Tom Locke (55), of the town’s Harbour Place, has worked overseas in many different countries, but it was his time spent at a large petroleum refinery in Eritrea, teaching IT skills to workers there, that his book ‘Life in the Sauna’ centres around.
“What set me out on the path of volunteering was a friend of mine who went to Egypt and really enjoyed it. That stuck with me, so when the chance came up during the 90s I took it and went through the Voluntary Service Overseas assessment programme. I’ve always enjoyed travelling and have been to lots of Eastern European countries.
“This is the ideal way to experience different cultures and do something worthwhile, and I’d encourage anyone to give it a go if they can.
“One of the misconceptions about VSO volunteers is that they are all teachers and, while a large percentage are, there are people from all walks of life.
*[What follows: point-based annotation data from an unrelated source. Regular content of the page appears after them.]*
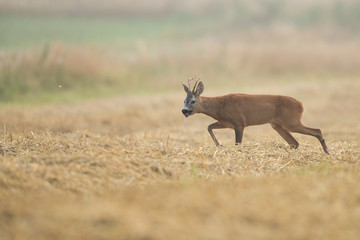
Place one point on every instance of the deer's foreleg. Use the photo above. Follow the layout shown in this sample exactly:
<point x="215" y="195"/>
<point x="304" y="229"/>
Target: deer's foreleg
<point x="216" y="125"/>
<point x="238" y="135"/>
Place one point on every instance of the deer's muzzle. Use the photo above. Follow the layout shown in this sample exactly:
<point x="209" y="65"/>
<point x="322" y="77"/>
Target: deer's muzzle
<point x="186" y="112"/>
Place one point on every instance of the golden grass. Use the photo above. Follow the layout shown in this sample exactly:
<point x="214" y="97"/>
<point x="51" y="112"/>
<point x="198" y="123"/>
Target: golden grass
<point x="134" y="168"/>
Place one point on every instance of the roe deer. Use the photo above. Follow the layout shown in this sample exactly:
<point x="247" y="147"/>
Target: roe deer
<point x="237" y="111"/>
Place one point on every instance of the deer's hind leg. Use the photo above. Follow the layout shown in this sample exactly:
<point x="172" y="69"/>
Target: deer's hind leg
<point x="300" y="128"/>
<point x="238" y="135"/>
<point x="286" y="135"/>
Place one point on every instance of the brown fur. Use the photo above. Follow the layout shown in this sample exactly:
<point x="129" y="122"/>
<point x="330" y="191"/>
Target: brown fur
<point x="237" y="111"/>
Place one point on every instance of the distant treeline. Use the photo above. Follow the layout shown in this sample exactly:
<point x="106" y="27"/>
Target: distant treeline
<point x="244" y="13"/>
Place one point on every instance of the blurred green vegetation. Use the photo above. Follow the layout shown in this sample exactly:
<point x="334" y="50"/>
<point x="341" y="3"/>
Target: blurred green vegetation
<point x="46" y="58"/>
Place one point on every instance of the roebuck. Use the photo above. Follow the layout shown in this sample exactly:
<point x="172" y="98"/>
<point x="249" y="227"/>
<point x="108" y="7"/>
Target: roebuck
<point x="237" y="111"/>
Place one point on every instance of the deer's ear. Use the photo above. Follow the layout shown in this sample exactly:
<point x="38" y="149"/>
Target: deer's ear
<point x="186" y="88"/>
<point x="199" y="89"/>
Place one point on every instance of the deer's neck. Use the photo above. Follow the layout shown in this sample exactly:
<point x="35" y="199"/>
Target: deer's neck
<point x="209" y="106"/>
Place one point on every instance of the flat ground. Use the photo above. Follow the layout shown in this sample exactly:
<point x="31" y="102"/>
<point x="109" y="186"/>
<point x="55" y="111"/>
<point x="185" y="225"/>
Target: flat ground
<point x="134" y="168"/>
<point x="93" y="144"/>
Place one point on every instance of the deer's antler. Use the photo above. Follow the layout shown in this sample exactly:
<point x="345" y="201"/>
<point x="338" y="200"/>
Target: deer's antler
<point x="195" y="85"/>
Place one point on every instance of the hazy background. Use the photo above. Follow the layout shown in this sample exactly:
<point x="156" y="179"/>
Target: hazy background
<point x="72" y="50"/>
<point x="93" y="144"/>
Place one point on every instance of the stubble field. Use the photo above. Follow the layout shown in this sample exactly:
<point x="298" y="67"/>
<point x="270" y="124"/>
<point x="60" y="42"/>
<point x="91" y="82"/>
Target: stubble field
<point x="82" y="172"/>
<point x="93" y="144"/>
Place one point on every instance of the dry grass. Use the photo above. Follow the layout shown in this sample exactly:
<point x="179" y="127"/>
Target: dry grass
<point x="133" y="168"/>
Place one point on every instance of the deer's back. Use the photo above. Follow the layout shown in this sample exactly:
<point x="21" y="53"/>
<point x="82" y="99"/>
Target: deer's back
<point x="251" y="109"/>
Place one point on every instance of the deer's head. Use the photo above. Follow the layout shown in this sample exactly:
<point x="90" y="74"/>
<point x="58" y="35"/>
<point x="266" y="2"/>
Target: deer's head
<point x="192" y="97"/>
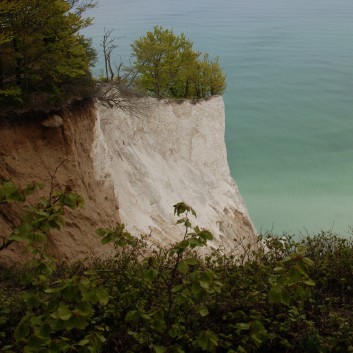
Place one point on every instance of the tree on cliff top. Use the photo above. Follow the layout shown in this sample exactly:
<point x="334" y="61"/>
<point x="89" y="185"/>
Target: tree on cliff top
<point x="42" y="53"/>
<point x="169" y="67"/>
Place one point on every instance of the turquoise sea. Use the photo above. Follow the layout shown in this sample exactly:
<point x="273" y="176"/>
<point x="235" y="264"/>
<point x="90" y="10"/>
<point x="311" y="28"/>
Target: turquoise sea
<point x="289" y="100"/>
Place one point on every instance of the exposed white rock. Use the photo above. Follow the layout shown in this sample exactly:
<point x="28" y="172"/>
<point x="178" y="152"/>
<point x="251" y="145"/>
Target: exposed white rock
<point x="160" y="153"/>
<point x="53" y="121"/>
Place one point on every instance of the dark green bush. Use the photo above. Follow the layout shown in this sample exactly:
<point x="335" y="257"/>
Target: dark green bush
<point x="287" y="296"/>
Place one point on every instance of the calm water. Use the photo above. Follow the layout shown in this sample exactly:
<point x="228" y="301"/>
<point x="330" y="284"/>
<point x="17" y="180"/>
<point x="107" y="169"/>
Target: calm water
<point x="289" y="104"/>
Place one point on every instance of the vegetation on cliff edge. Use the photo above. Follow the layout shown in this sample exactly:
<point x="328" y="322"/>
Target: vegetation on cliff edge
<point x="45" y="61"/>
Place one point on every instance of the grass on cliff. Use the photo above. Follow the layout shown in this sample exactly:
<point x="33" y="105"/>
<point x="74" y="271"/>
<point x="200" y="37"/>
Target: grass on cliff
<point x="285" y="296"/>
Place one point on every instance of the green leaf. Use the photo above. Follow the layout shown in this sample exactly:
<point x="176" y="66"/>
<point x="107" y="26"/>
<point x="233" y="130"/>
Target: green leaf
<point x="310" y="283"/>
<point x="63" y="312"/>
<point x="203" y="311"/>
<point x="150" y="275"/>
<point x="285" y="297"/>
<point x="102" y="295"/>
<point x="183" y="267"/>
<point x="207" y="341"/>
<point x="132" y="315"/>
<point x="22" y="330"/>
<point x="275" y="295"/>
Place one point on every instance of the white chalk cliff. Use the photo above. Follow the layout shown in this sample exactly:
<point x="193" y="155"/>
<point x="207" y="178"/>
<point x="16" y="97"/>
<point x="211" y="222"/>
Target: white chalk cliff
<point x="129" y="165"/>
<point x="159" y="153"/>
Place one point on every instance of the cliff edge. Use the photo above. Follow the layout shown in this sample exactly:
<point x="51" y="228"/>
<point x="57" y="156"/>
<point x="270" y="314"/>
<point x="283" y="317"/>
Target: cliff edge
<point x="162" y="152"/>
<point x="129" y="165"/>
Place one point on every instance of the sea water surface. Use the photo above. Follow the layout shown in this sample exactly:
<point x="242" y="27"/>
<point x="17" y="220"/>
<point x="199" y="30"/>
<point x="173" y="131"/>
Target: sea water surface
<point x="289" y="99"/>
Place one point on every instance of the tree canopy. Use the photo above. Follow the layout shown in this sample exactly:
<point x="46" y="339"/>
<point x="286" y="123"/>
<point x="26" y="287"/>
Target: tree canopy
<point x="169" y="67"/>
<point x="41" y="50"/>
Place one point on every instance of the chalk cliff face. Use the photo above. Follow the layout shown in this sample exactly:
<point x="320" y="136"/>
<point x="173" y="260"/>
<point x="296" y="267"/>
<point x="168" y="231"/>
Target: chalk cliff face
<point x="159" y="153"/>
<point x="131" y="166"/>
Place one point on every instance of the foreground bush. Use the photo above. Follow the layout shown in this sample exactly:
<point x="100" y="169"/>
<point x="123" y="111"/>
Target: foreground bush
<point x="286" y="296"/>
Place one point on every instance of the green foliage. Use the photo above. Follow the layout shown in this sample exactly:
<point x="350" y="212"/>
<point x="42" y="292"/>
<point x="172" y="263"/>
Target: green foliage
<point x="287" y="297"/>
<point x="43" y="53"/>
<point x="169" y="67"/>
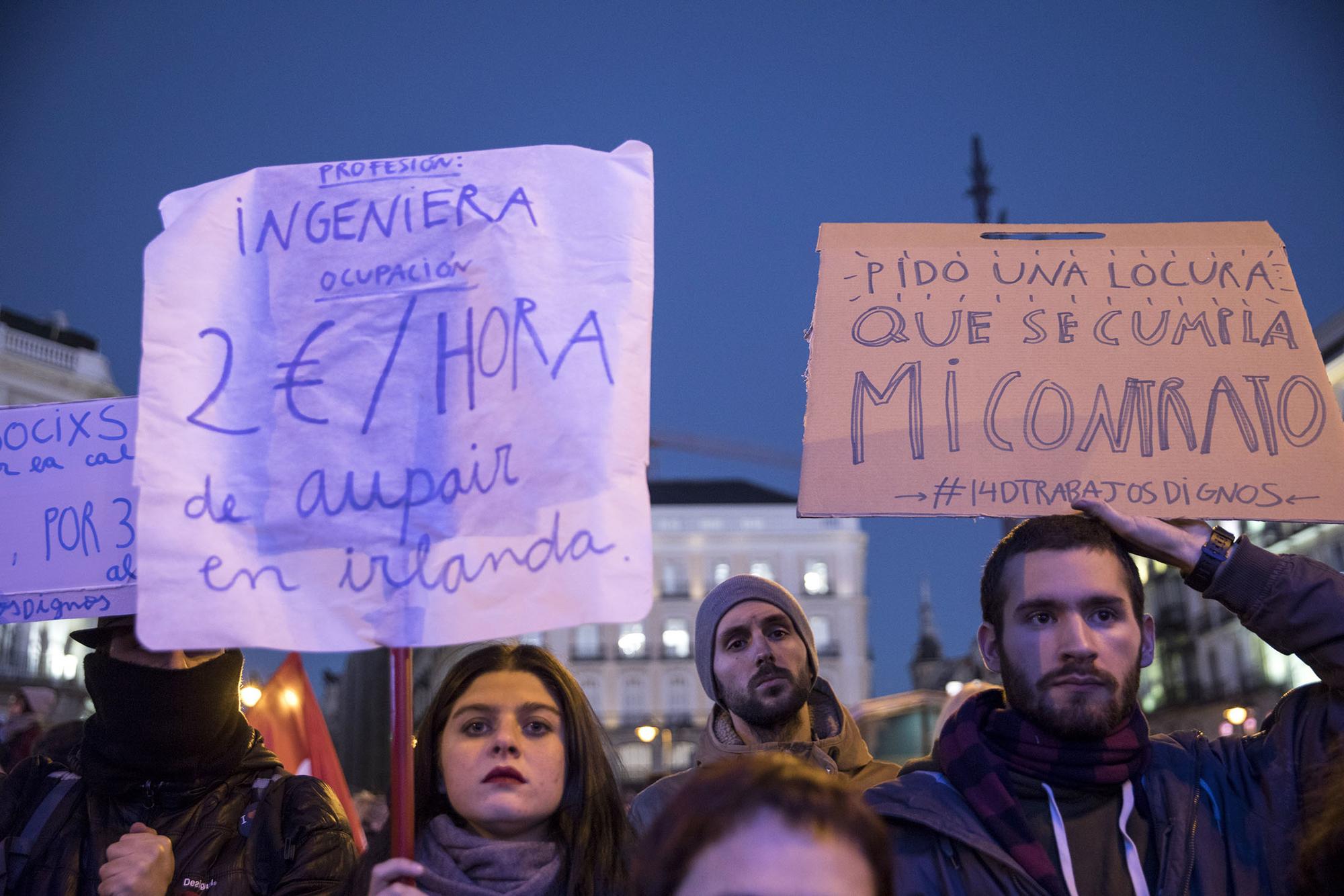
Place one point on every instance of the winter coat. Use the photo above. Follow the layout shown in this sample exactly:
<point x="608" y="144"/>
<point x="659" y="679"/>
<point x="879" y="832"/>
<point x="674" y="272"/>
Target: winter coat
<point x="1225" y="813"/>
<point x="299" y="842"/>
<point x="838" y="749"/>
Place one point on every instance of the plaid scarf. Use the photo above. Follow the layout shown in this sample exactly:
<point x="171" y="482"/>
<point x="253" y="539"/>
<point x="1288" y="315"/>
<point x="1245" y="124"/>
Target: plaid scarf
<point x="984" y="741"/>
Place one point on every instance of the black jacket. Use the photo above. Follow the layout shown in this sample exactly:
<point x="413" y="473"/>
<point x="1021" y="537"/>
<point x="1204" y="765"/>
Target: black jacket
<point x="298" y="844"/>
<point x="1225" y="812"/>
“The organisation looks for places where your skills could be best used, so with me being in IT, there were only so many operating systems I could use. I was originally going to Papua New Guinea, but then the possibility of volunteering in Eritrea came about. It had not long come out of a long conflict with Ethiopia and was basically starting out, so it was good to be able to help that process.
“The people were friendly and willing to work hard and it was a great experience.”
Tom’s book will be on sale at Burntisland’s Totally Locally Fiver Fest tomorrow (Friday) or through Amazon.